Our existing CI/CD system (buddy.works) just queues deploys on the same branch so this is a non-issue.  But with actions, multiple merges of PRs to master would keep trouncing each other.  And you want to make sure the the previous deploy is finished (cannot just kill it) before kicking off the next.

Ideally, we’d be able to queue/serialize executions of a specific workflow on a specific branch.  Of course this can be implemented with some custom code in the workflow but then as I noted in my original post, you are paying for build minutes while the subsequent execution spins on some kind of lock.

2 Likes

I just want to reiterate, since we pay for minutes, any solution which involves an idle loop in the workflow is a non-starter.

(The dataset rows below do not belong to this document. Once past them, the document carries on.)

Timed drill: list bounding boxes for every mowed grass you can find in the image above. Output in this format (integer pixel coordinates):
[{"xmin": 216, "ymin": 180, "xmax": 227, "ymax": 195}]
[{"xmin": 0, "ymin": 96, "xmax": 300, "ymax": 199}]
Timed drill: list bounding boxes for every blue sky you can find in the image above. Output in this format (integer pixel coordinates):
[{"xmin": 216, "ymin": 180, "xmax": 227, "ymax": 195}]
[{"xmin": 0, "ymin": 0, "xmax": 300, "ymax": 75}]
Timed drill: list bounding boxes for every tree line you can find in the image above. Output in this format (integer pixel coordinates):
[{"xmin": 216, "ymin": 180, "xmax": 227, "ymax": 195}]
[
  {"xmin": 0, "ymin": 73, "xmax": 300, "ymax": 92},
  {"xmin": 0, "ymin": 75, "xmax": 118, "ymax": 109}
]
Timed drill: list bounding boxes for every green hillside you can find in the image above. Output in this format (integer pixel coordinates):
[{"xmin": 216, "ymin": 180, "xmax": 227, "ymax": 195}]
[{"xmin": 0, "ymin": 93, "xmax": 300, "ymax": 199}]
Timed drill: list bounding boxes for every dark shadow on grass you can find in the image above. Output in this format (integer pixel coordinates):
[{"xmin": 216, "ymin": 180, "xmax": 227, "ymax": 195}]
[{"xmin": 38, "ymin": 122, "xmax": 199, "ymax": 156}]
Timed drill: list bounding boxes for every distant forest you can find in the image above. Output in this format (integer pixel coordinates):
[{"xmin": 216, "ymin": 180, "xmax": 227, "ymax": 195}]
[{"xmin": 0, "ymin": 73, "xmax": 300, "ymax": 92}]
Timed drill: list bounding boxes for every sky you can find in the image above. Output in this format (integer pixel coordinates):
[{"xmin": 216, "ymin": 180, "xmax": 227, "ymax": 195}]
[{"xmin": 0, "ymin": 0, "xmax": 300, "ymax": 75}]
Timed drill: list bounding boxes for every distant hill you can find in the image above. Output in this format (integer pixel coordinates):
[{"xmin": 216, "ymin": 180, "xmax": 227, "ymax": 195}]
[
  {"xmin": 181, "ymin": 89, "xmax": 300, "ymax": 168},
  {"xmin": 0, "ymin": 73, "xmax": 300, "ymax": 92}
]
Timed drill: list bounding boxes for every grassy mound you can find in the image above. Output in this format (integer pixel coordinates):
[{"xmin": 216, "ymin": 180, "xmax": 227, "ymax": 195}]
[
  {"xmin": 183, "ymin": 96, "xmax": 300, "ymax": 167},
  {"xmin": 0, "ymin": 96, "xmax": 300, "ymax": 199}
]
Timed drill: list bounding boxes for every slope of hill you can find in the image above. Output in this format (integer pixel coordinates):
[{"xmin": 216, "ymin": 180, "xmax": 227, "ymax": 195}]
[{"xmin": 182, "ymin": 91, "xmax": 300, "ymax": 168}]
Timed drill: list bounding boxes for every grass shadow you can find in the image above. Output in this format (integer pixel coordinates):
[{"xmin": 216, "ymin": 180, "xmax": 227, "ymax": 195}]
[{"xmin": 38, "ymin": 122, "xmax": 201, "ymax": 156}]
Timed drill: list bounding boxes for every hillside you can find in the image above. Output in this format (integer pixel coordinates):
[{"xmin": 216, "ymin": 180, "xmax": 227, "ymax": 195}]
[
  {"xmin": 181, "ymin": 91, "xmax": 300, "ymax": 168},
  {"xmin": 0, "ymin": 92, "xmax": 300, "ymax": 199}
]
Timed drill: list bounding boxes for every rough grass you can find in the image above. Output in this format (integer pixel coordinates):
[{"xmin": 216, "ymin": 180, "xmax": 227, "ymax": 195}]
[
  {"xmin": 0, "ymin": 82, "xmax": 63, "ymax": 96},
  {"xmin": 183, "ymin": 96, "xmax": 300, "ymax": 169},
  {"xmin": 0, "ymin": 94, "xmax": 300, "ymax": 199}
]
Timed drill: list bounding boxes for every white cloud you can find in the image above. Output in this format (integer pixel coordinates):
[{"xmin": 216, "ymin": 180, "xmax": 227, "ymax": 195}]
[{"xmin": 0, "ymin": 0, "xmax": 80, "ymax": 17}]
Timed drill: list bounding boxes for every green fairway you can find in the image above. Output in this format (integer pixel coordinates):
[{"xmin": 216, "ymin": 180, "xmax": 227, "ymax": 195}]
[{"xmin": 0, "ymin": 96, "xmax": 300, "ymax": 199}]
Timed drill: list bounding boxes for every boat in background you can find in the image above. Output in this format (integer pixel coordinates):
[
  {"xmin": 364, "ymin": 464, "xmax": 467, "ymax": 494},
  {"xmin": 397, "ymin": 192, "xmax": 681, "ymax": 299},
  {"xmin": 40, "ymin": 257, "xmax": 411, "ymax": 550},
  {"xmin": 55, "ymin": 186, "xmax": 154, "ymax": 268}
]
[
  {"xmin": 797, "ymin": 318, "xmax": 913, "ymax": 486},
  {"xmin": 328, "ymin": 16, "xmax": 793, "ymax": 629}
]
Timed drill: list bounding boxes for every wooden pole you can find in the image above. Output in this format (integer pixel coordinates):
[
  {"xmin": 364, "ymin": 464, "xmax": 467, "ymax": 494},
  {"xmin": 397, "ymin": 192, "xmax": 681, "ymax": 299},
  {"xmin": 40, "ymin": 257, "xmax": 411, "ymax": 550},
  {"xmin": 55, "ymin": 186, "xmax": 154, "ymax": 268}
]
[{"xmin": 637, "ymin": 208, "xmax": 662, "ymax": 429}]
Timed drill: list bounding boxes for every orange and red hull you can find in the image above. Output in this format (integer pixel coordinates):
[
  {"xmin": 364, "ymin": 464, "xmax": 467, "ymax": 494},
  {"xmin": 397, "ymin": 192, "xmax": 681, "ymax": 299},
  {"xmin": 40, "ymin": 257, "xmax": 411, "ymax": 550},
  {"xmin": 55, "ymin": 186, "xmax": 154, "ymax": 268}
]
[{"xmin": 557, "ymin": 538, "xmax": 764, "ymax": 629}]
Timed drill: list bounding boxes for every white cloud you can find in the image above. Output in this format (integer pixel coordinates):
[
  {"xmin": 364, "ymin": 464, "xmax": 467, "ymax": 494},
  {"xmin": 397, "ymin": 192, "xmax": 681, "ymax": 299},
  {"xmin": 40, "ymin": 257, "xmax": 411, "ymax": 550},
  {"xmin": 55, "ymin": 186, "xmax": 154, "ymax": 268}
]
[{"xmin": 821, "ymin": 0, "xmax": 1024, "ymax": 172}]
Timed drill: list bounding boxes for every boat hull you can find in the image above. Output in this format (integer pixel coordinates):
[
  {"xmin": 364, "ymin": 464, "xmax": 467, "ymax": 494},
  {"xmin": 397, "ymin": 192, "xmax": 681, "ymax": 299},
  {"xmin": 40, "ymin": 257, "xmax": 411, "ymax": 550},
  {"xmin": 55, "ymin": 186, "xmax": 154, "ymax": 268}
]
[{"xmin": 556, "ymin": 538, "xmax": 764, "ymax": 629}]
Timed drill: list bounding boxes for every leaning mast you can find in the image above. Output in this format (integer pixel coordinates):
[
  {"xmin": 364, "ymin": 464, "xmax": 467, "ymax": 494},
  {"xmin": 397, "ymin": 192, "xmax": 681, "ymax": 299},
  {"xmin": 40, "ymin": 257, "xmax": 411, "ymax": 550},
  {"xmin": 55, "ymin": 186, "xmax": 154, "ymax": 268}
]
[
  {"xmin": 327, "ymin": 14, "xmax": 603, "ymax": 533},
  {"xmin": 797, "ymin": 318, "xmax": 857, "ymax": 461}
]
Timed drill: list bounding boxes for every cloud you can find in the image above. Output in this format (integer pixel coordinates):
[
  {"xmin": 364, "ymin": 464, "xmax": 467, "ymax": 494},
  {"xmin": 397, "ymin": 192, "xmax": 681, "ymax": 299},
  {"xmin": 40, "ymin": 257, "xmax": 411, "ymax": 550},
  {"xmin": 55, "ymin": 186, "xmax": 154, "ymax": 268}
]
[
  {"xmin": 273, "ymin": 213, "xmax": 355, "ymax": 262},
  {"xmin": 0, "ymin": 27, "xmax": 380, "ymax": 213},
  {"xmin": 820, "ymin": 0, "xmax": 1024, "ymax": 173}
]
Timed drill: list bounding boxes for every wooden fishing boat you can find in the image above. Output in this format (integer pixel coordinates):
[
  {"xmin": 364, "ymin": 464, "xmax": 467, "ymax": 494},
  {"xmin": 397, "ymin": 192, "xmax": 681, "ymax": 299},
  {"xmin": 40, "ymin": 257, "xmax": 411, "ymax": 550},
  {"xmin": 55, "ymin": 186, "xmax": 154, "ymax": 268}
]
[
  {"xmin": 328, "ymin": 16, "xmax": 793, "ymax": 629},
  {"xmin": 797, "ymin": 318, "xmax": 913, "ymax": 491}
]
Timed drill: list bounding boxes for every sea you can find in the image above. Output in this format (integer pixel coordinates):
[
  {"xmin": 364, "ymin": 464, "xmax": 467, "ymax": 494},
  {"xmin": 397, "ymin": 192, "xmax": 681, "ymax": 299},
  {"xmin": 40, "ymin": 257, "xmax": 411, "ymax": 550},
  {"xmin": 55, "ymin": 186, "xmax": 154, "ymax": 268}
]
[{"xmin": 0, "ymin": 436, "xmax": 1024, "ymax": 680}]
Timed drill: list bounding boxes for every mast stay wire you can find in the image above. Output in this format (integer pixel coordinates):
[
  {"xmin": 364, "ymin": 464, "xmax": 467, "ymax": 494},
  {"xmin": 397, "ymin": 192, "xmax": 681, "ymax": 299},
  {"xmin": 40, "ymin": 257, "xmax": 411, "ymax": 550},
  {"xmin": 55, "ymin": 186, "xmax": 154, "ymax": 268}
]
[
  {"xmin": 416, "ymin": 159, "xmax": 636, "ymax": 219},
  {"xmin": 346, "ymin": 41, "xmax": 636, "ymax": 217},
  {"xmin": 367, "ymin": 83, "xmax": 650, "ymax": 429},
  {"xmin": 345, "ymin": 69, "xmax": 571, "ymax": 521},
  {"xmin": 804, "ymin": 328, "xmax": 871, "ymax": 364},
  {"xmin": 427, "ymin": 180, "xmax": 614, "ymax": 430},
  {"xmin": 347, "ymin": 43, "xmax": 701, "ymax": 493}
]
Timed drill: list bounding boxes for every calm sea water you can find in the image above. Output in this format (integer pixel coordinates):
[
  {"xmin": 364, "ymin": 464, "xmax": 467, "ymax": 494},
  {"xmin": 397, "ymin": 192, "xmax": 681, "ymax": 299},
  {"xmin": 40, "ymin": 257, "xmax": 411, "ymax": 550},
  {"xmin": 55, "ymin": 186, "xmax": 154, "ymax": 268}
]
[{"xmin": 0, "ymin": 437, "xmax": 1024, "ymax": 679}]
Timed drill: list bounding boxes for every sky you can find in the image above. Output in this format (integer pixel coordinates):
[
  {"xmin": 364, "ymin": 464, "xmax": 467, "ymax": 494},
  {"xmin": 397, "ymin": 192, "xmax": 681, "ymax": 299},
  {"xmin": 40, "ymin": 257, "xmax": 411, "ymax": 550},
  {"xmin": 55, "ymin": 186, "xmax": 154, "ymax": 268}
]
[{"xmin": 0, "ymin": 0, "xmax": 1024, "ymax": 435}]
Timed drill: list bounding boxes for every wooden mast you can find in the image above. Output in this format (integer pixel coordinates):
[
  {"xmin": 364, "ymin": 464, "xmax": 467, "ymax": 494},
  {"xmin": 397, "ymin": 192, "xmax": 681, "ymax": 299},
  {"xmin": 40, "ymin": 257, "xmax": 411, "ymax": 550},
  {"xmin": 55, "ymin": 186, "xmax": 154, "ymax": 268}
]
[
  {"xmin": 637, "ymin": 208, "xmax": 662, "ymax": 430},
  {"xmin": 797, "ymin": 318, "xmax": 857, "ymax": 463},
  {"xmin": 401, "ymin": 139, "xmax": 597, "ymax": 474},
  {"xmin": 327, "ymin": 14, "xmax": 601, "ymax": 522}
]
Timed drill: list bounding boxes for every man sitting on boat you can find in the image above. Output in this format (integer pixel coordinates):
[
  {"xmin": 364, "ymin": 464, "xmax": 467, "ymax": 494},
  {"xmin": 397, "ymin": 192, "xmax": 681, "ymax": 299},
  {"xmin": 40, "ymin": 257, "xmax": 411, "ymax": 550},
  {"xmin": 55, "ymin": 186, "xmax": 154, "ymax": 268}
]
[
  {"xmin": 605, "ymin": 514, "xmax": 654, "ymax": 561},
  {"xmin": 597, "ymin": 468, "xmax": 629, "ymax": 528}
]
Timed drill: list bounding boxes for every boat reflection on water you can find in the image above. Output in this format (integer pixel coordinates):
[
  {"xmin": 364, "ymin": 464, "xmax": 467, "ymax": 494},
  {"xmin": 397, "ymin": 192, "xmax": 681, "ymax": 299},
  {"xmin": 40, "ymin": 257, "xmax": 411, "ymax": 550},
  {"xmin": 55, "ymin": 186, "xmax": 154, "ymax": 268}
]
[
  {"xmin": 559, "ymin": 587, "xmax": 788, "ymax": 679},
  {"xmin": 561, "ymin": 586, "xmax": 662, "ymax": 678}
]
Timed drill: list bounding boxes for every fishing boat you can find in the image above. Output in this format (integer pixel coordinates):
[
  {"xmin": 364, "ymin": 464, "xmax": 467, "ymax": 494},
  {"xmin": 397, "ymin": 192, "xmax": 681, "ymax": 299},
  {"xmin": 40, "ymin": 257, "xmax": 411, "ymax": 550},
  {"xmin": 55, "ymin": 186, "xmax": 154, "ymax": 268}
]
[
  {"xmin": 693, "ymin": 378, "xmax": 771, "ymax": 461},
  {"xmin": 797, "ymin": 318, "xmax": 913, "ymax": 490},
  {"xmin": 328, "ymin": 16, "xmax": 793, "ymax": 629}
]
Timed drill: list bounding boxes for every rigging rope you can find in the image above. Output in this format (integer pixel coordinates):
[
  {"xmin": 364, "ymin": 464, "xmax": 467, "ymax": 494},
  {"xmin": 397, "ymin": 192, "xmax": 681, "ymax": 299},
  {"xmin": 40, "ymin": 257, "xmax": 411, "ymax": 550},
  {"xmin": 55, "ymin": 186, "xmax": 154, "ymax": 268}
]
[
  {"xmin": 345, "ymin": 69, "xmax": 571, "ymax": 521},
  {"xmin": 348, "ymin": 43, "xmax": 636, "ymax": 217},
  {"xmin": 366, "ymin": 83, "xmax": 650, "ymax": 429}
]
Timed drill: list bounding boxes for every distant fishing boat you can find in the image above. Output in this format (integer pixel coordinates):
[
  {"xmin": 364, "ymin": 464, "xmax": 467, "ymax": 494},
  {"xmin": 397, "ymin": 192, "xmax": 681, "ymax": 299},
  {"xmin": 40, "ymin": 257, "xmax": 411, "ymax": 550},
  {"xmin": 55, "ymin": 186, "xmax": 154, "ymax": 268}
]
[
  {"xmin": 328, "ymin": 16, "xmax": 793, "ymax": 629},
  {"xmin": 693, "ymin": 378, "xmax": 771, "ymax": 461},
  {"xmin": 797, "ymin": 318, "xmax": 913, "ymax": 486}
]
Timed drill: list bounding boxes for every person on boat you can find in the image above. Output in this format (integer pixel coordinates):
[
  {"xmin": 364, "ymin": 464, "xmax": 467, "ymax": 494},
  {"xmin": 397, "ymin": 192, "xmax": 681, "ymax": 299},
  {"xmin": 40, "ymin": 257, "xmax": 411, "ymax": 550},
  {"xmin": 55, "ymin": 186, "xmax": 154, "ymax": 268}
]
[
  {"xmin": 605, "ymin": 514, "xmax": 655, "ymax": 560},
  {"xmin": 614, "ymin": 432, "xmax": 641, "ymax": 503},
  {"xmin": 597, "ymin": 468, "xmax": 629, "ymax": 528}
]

Yep, that’s the good question. I was always solving this kind of problems with deployment manually.

@dannyben wrote:

Also, when implementing locks, you always need some mechanism to prevent deadlocks, and a mecahnisme to unlock in case it “got stuck”, no?

Don’t know how to solve this with kubectl, since I haven’t used it.

@dannyben wrote:

While this approach is interesting, how would it work if you are deploying via kubectl apply? There is no place that can hold that lock file, is there?

Thanks! There’s also an acceptable solution in that thread: https://github.community/t5/GitHub-Actions/Github-actions-Cancel-redundant-builds/m-p/44840/highlight/true#M5942. If permalink won’t work, here’s link to proposed GitHub Action: https://github.com/marketplace/actions/workflow-run-cleanup-action

@dannyben wrote:

The subject is also discussed here:

Github actions: Cancel redundant builds

1 Like

In the case of deployment, cancelling is potentially as bad as running multiple concurrent deploys.

I think Semaphore CI has the best solution to this: Pipeline queues

Their queues are configurable at the workflow/repo/organisation level, and define whether they allow parallel execution. This means it’s possible to have things like:

  • A deploy workflow running on the main branch only have a single instance running at once.
  • A deploy workflow in the backend repository queue up behind workflows running in the infrastructure repository.

These are some critical features for a reliable continuous deployment environment.